NRB governor Chiranjivi Nepal said NRB has been providing fund to the MFIs without any interest rate so that they can lend in 22 remote districts. But a large amount of money has remained unutilised. It shows that the MFIs have not been able to use the zero percent facility offered by the NRB to them. The government and the NRB have come up with a sound policy to uplift the economic condition of the low-income groups in rural areas. But the micro-financing policy has not been translated into action in the absence of practical programmes which also need skills and technical support. In order to bridge the gap between the policy and practical action the government must identify some pocket areas where an entire community can be involved in collective production. Scattered lending in rural areas does not yield any desired result. Bajura, for example, is a remote mountain district where there is huge potential of olive farming. If the entire community is engaged in this sector along with technical and financial support from the MFIs and the government, the entire community can benefit from collective efforts.

Welcome drive

There are many complaints about taxis cheating passengers and the authorities taking only effete action against the erring cabbies. There are about 10,000 taxis plying on the roads of the Kathmandu Valley. In order to prevent the cheating by the taxis they are now compelled to install computer billing machines. As of now, about 2000 cabs have such machines. The Nepal Bureau of Standards and Metrology has been carrying out this drive since January 1 despite the complaints from the taxi drivers. They would have to pay from Rs. 5000 to Rs. 8000 for such a machine.

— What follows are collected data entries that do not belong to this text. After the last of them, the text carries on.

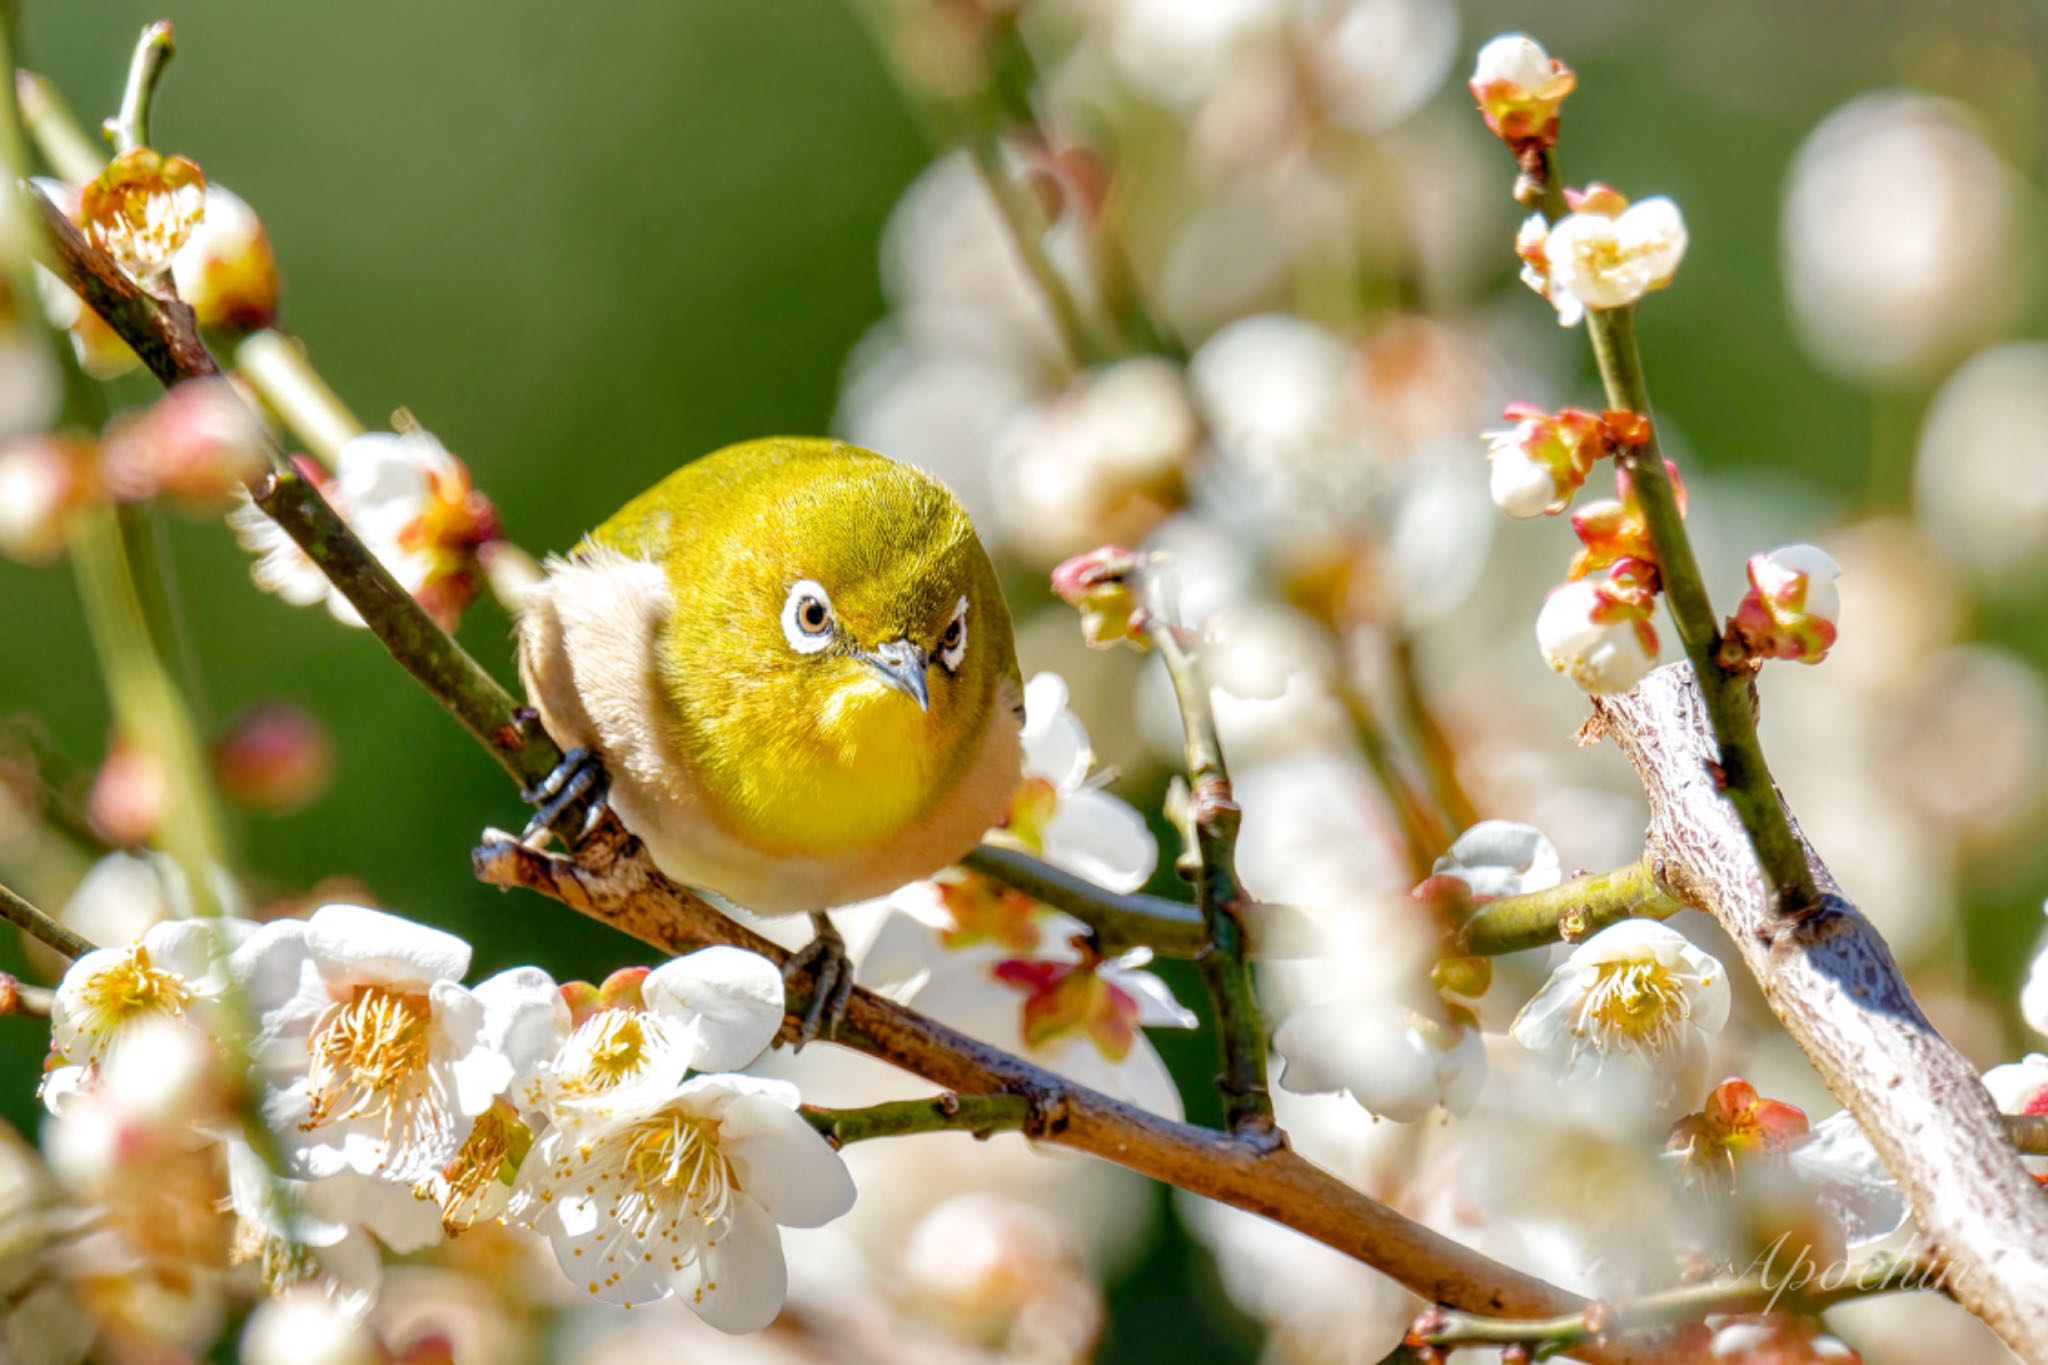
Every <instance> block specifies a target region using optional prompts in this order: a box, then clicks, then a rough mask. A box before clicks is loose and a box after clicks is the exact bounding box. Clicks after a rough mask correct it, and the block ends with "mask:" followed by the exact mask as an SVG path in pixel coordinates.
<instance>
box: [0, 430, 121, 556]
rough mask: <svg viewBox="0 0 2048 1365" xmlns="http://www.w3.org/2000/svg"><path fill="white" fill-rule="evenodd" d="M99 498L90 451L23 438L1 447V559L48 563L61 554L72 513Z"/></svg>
mask: <svg viewBox="0 0 2048 1365" xmlns="http://www.w3.org/2000/svg"><path fill="white" fill-rule="evenodd" d="M96 495H98V479H96V477H94V469H92V446H88V444H84V442H78V440H70V438H63V436H25V438H20V440H14V442H8V444H6V446H0V555H6V557H8V559H18V561H23V563H49V561H53V559H55V557H57V555H61V553H63V534H66V524H68V522H70V516H72V510H74V508H80V505H84V503H86V501H92V499H94V497H96Z"/></svg>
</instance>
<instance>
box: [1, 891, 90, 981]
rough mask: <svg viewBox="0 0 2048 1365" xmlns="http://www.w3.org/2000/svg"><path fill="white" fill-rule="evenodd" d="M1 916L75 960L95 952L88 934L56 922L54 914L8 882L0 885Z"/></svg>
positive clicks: (15, 926) (76, 959)
mask: <svg viewBox="0 0 2048 1365" xmlns="http://www.w3.org/2000/svg"><path fill="white" fill-rule="evenodd" d="M0 919H4V921H8V923H10V925H14V927H16V929H20V931H23V933H27V935H29V937H33V939H41V941H43V943H49V945H51V948H55V950H57V952H59V954H63V956H66V958H72V960H74V962H76V960H78V958H84V956H86V954H88V952H92V943H90V941H88V939H86V937H82V935H78V933H72V931H70V929H66V927H63V925H59V923H57V917H55V915H47V913H43V911H41V909H37V907H35V905H33V902H29V900H27V898H23V896H18V894H16V892H12V890H8V888H6V886H0Z"/></svg>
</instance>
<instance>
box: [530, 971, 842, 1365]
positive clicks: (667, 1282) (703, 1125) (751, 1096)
mask: <svg viewBox="0 0 2048 1365" xmlns="http://www.w3.org/2000/svg"><path fill="white" fill-rule="evenodd" d="M776 1023H780V1011H776ZM852 1205H854V1181H852V1177H850V1175H848V1171H846V1162H842V1160H840V1154H838V1152H834V1150H831V1148H829V1146H827V1144H825V1140H823V1138H821V1136H819V1134H817V1132H815V1130H813V1128H811V1126H809V1124H807V1121H805V1119H803V1117H801V1115H799V1113H797V1087H793V1085H788V1083H784V1081H766V1078H758V1076H737V1074H705V1076H692V1078H688V1081H682V1083H680V1085H678V1083H674V1081H666V1078H649V1081H641V1083H633V1085H627V1087H621V1089H616V1091H610V1093H608V1097H606V1101H604V1103H602V1105H600V1107H594V1109H590V1111H588V1113H586V1111H582V1109H578V1107H573V1105H567V1107H563V1109H561V1111H559V1119H557V1121H555V1124H551V1126H549V1128H547V1132H543V1134H541V1138H539V1140H537V1142H535V1146H532V1152H528V1156H526V1160H524V1162H522V1164H520V1173H518V1185H516V1189H514V1197H512V1207H514V1212H516V1214H518V1216H522V1218H526V1220H530V1226H532V1228H535V1230H537V1232H541V1234H543V1236H547V1238H549V1240H551V1242H553V1246H555V1259H557V1261H559V1263H561V1269H563V1273H567V1277H569V1281H571V1283H575V1285H578V1287H582V1289H586V1291H588V1293H590V1295H592V1297H598V1300H602V1302H606V1304H623V1306H629V1308H631V1306H637V1304H653V1302H655V1300H664V1297H668V1295H670V1293H676V1295H680V1297H682V1300H684V1302H686V1304H688V1306H690V1308H692V1310H696V1314H698V1316H700V1318H702V1320H705V1322H709V1324H711V1326H715V1328H719V1330H725V1332H758V1330H760V1328H764V1326H768V1324H770V1322H774V1316H776V1314H778V1312H780V1310H782V1297H784V1293H786V1289H788V1267H786V1265H784V1261H782V1234H780V1230H778V1228H819V1226H823V1224H827V1222H831V1220H834V1218H840V1216H842V1214H846V1212H848V1209H850V1207H852Z"/></svg>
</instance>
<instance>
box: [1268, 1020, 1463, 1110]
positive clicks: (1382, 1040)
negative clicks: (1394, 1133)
mask: <svg viewBox="0 0 2048 1365" xmlns="http://www.w3.org/2000/svg"><path fill="white" fill-rule="evenodd" d="M1274 1050H1278V1052H1280V1056H1282V1058H1284V1060H1286V1068H1284V1072H1282V1074H1280V1085H1284V1087H1286V1089H1288V1091H1294V1093H1296V1095H1331V1093H1333V1095H1350V1097H1352V1099H1354V1101H1358V1105H1360V1107H1364V1109H1366V1111H1368V1113H1374V1115H1378V1117H1382V1119H1393V1121H1397V1124H1413V1121H1415V1119H1419V1117H1423V1115H1427V1113H1432V1111H1434V1109H1438V1107H1442V1109H1444V1111H1446V1113H1454V1115H1458V1113H1468V1111H1470V1107H1473V1105H1475V1103H1477V1101H1479V1091H1481V1087H1483V1085H1485V1081H1487V1044H1485V1038H1483V1036H1481V1031H1479V1029H1477V1027H1470V1025H1464V1023H1456V1021H1446V1019H1440V1017H1430V1015H1427V1013H1423V1011H1419V1009H1409V1007H1407V1005H1401V1003H1399V1001H1393V999H1389V997H1370V995H1366V997H1356V999H1327V1001H1321V1003H1315V1005H1309V1007H1307V1009H1298V1011H1294V1013H1292V1015H1288V1017H1286V1019H1284V1021H1282V1023H1280V1027H1278V1029H1274Z"/></svg>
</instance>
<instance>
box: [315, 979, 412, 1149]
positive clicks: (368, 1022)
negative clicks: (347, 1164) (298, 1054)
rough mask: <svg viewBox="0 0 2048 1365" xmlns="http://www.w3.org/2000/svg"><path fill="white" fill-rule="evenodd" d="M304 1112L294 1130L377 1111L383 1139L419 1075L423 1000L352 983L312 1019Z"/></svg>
mask: <svg viewBox="0 0 2048 1365" xmlns="http://www.w3.org/2000/svg"><path fill="white" fill-rule="evenodd" d="M309 1048H311V1052H313V1066H311V1074H309V1076H307V1083H309V1087H307V1089H309V1091H311V1113H307V1119H305V1124H301V1126H299V1128H301V1130H313V1128H319V1126H324V1124H336V1121H348V1119H358V1117H371V1115H379V1113H381V1115H383V1119H385V1138H389V1136H391V1128H393V1124H395V1121H397V1117H399V1109H401V1107H403V1105H406V1103H408V1101H410V1099H414V1097H416V1091H418V1083H420V1081H422V1078H424V1076H426V1056H428V1003H426V999H424V997H418V995H397V993H393V990H385V988H383V986H356V993H354V995H352V997H350V999H346V1001H336V1003H334V1005H328V1009H324V1011H322V1015H319V1019H315V1021H313V1036H311V1040H309Z"/></svg>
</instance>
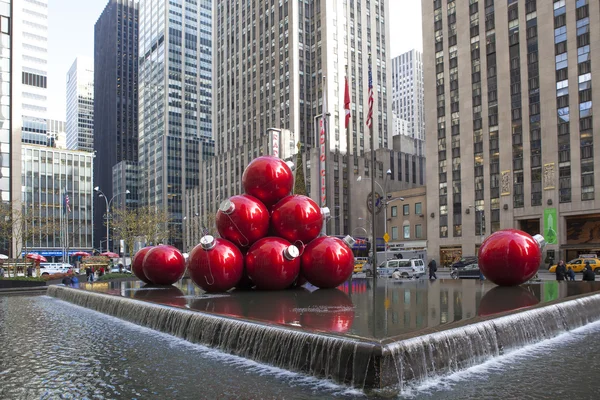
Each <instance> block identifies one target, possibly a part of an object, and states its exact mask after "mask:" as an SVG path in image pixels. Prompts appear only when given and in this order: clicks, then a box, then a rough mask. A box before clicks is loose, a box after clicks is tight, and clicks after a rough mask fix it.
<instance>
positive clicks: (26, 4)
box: [11, 0, 48, 145]
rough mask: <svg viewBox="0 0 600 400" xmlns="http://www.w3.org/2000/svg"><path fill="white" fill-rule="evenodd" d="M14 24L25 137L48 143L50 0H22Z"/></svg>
mask: <svg viewBox="0 0 600 400" xmlns="http://www.w3.org/2000/svg"><path fill="white" fill-rule="evenodd" d="M13 10H14V16H13V20H12V21H11V25H13V26H16V25H18V28H17V29H18V30H19V36H18V38H19V41H18V42H17V43H18V45H19V47H20V49H19V54H20V58H21V60H20V71H17V72H18V73H20V75H21V76H20V79H21V80H22V86H21V88H22V92H21V93H20V94H21V102H22V105H21V112H22V125H23V126H22V140H23V142H25V143H34V144H41V145H46V144H47V137H46V133H47V125H46V118H47V111H48V104H47V102H48V97H47V96H48V95H47V87H48V79H47V76H48V67H47V65H48V1H47V0H23V1H19V2H18V7H13Z"/></svg>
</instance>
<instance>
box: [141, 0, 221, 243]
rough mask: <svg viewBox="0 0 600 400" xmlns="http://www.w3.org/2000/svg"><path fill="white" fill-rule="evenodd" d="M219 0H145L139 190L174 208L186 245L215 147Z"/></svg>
mask: <svg viewBox="0 0 600 400" xmlns="http://www.w3.org/2000/svg"><path fill="white" fill-rule="evenodd" d="M211 3H212V1H210V0H201V1H196V0H171V1H166V0H147V1H144V2H141V3H140V13H139V15H140V28H139V32H140V37H139V54H140V57H139V91H140V93H139V113H140V121H139V138H140V140H139V167H140V179H139V183H140V186H139V190H140V192H141V204H142V205H145V206H156V207H167V208H168V210H169V212H170V213H171V218H172V219H171V221H172V222H171V226H170V235H171V238H170V243H171V244H173V245H175V246H177V247H180V248H181V246H182V242H183V237H182V221H183V217H184V215H183V208H184V205H183V203H184V198H183V193H184V192H185V190H186V189H187V188H191V187H195V186H198V185H199V183H200V162H201V160H202V159H203V158H204V157H206V156H208V155H212V154H213V148H212V146H213V145H212V140H211V135H212V119H211V104H212V94H211V93H212V82H211V76H212V48H213V46H212V22H211V15H212V4H211Z"/></svg>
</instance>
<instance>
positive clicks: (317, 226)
mask: <svg viewBox="0 0 600 400" xmlns="http://www.w3.org/2000/svg"><path fill="white" fill-rule="evenodd" d="M271 226H272V228H273V230H274V231H275V232H276V233H277V236H280V237H282V238H284V239H286V240H289V241H290V242H291V243H294V242H296V241H298V240H299V241H301V242H302V243H305V244H306V243H308V242H310V241H311V240H313V239H315V238H316V237H317V236H319V233H320V232H321V228H322V227H323V215H322V214H321V209H320V208H319V206H318V205H317V203H315V202H314V200H313V199H311V198H310V197H307V196H300V195H292V196H287V197H285V198H283V199H281V200H280V201H279V202H278V203H277V204H275V206H273V210H272V213H271Z"/></svg>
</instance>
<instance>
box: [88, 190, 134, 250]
mask: <svg viewBox="0 0 600 400" xmlns="http://www.w3.org/2000/svg"><path fill="white" fill-rule="evenodd" d="M94 191H96V192H98V197H104V202H105V203H106V251H110V236H109V232H110V230H109V224H110V205H111V204H112V201H113V200H114V199H115V197H117V196H119V195H121V194H123V193H122V192H121V193H117V194H115V195H114V196H113V197H112V198H111V199H110V200H108V199H107V198H106V195H105V194H104V192H103V191H102V190H100V186H96V187H95V188H94ZM129 193H131V192H130V191H129V190H125V194H126V195H127V194H129Z"/></svg>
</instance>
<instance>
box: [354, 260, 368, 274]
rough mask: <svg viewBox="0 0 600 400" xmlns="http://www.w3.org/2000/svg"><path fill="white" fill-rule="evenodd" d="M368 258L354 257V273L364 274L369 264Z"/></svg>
mask: <svg viewBox="0 0 600 400" xmlns="http://www.w3.org/2000/svg"><path fill="white" fill-rule="evenodd" d="M367 260H368V258H367V257H354V273H355V274H358V273H361V272H362V269H363V267H364V265H365V264H366V263H367Z"/></svg>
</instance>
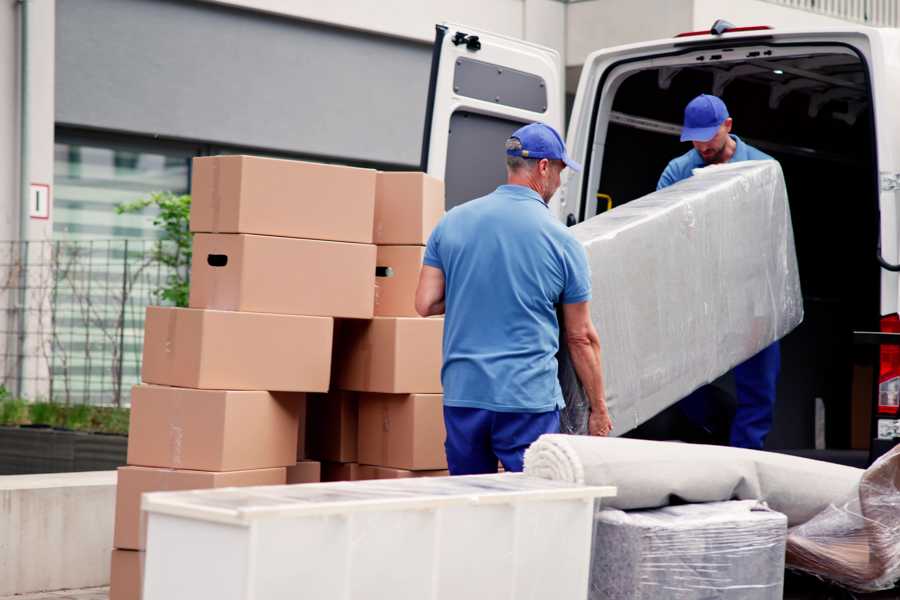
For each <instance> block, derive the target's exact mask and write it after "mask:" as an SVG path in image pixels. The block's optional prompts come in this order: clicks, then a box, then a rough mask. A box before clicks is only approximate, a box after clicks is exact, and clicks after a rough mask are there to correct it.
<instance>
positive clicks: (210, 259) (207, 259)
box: [206, 254, 228, 267]
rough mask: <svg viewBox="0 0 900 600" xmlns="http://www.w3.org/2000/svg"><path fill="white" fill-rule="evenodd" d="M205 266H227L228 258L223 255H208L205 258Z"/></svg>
mask: <svg viewBox="0 0 900 600" xmlns="http://www.w3.org/2000/svg"><path fill="white" fill-rule="evenodd" d="M206 264H208V265H209V266H211V267H224V266H225V265H227V264H228V256H227V255H225V254H210V255H208V256H207V257H206Z"/></svg>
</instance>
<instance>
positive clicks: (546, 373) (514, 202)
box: [424, 185, 591, 413]
mask: <svg viewBox="0 0 900 600" xmlns="http://www.w3.org/2000/svg"><path fill="white" fill-rule="evenodd" d="M424 263H425V264H426V265H429V266H432V267H436V268H438V269H441V270H442V271H443V272H444V280H445V287H444V301H445V308H446V316H445V320H444V345H443V350H444V366H443V369H442V370H441V381H442V383H443V386H444V404H445V405H447V406H461V407H470V408H483V409H488V410H493V411H497V412H530V413H537V412H547V411H551V410H555V409H557V408H561V407H563V406H564V402H563V398H562V391H561V390H560V387H559V381H558V380H557V374H556V371H557V365H556V352H557V350H558V349H559V322H558V321H557V318H556V308H555V305H556V304H559V303H563V304H574V303H578V302H586V301H588V300H590V298H591V276H590V271H588V266H587V255H586V254H585V251H584V248H583V247H582V246H581V244H580V243H578V242H577V241H576V240H575V238H573V237H572V236H571V235H570V234H569V232H568V231H566V228H565V227H564V226H563V225H562V224H561V223H560V222H559V221H557V220H556V219H554V218H553V216H552V215H551V214H550V211H549V210H548V208H547V205H546V204H545V203H544V201H543V200H542V199H541V197H540V196H539V195H538V194H537V192H535V191H533V190H531V189H530V188H527V187H524V186H519V185H501V186H500V187H499V188H497V189H496V191H494V192H492V193H490V194H488V195H487V196H484V197H482V198H478V199H476V200H472V201H470V202H467V203H466V204H462V205H460V206H457V207H456V208H453V209H452V210H450V211H449V212H448V213H447V214H446V216H444V218H443V219H442V220H441V222H440V223H438V226H437V227H436V228H435V230H434V231H433V232H432V234H431V237H430V238H429V239H428V246H427V248H426V249H425V259H424Z"/></svg>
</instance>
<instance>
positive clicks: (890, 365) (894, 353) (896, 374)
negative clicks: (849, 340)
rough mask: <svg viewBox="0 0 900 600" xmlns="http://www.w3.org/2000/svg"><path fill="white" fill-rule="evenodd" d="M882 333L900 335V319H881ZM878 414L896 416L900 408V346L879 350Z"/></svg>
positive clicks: (889, 315) (897, 317)
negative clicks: (878, 413) (879, 353)
mask: <svg viewBox="0 0 900 600" xmlns="http://www.w3.org/2000/svg"><path fill="white" fill-rule="evenodd" d="M881 331H882V333H900V317H898V316H897V315H896V314H893V315H887V316H886V317H882V318H881ZM879 353H880V357H879V358H880V366H879V369H878V413H879V414H883V415H896V414H897V413H898V408H900V346H896V345H889V344H884V345H882V346H881V349H880V350H879Z"/></svg>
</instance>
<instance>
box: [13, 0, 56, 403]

The public are asked to demand bills from the cabbies. Taxis would not be allowed to operate without installing the computer billing machines. It is expected that the task of installing such machines in all the capital’s taxis will be completed by August 2017. In the last week more than 150 taxis were equipped with these. Meanwhile, most of the cabbies even now do not charge according to the meter. Passengers have to bargain with them as they are reluctant to use the meter to charge more. There should be no letting up in the drive to have the billing printers installed in all the taxis.